Serait-ce trop demander soit à la municipalité, ou si elle n’en a pas les moyens, aux propriétaires des chantiers, de faire arroser la nuit ou à l’aube tous les chantiers qui poussent et aveuglent tout le monde, sauf les responsables qui, eux, roulent en voiture blindée, vitres fumées, climatiseur, etc...?

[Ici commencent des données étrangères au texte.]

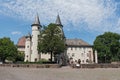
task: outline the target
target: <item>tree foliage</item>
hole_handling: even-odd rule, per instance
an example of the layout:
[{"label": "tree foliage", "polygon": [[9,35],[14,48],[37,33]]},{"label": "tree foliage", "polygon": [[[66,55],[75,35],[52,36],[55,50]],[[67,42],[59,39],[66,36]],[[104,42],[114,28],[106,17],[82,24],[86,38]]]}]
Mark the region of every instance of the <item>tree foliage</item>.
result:
[{"label": "tree foliage", "polygon": [[41,31],[39,36],[38,51],[50,53],[52,56],[64,52],[65,44],[60,28],[56,24],[49,24]]},{"label": "tree foliage", "polygon": [[120,34],[105,32],[97,36],[94,49],[98,51],[99,62],[120,61]]},{"label": "tree foliage", "polygon": [[0,60],[5,62],[6,59],[16,61],[17,47],[10,40],[10,38],[0,39]]}]

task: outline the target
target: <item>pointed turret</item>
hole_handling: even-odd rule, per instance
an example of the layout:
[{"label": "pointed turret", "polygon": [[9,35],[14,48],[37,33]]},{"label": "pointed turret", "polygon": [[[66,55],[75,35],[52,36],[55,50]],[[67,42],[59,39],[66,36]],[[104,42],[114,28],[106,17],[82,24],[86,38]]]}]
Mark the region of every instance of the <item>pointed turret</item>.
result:
[{"label": "pointed turret", "polygon": [[31,26],[33,26],[33,25],[38,25],[38,26],[40,26],[40,20],[39,20],[38,14],[35,16],[35,21],[33,22],[33,24],[32,24]]},{"label": "pointed turret", "polygon": [[57,19],[56,19],[55,24],[62,26],[59,14],[57,15]]}]

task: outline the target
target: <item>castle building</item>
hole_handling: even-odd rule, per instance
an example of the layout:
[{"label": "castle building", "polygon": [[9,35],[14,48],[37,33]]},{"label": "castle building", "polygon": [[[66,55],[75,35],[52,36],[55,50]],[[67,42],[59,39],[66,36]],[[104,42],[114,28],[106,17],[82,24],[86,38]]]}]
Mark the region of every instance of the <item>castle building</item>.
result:
[{"label": "castle building", "polygon": [[[63,25],[59,15],[57,15],[55,24],[60,28],[61,34],[63,35],[63,38],[65,38]],[[31,25],[31,28],[32,34],[28,33],[28,35],[21,37],[17,44],[18,50],[25,54],[24,61],[37,62],[40,59],[49,60],[50,54],[41,54],[38,53],[37,50],[38,36],[41,31],[41,24],[38,15],[35,17],[35,21]],[[97,52],[95,51],[94,53],[92,45],[81,39],[65,39],[65,43],[67,49],[64,54],[66,55],[67,60],[81,60],[81,64],[97,63]]]}]

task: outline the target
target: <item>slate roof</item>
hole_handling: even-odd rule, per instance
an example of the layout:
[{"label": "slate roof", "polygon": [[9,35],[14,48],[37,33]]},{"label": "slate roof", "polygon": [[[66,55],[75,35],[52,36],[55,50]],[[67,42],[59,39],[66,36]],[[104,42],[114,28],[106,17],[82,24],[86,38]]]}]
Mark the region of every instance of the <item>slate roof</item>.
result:
[{"label": "slate roof", "polygon": [[[92,46],[81,39],[66,39],[67,46]],[[21,37],[17,43],[18,47],[25,47],[25,36]]]},{"label": "slate roof", "polygon": [[67,46],[92,46],[81,39],[66,39]]}]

Autrefois, on apprenait aux jeunes écoliers en premier lieu les verbes “avoir” et “être”. Aujourd’hui, il serait plus approprié de changer de répertoire.
Avoir? On n’a plus rien.
Etre? Ou ne pas être? Voilà la question.
Le verbe “voler” serait plus opportun!
“Je vole”, “tu voles”, “il ou elle vole”, “Nous volons”, “Vous volez et tout le monde vole”, sauf ceux qui ne trouvent rien à voler.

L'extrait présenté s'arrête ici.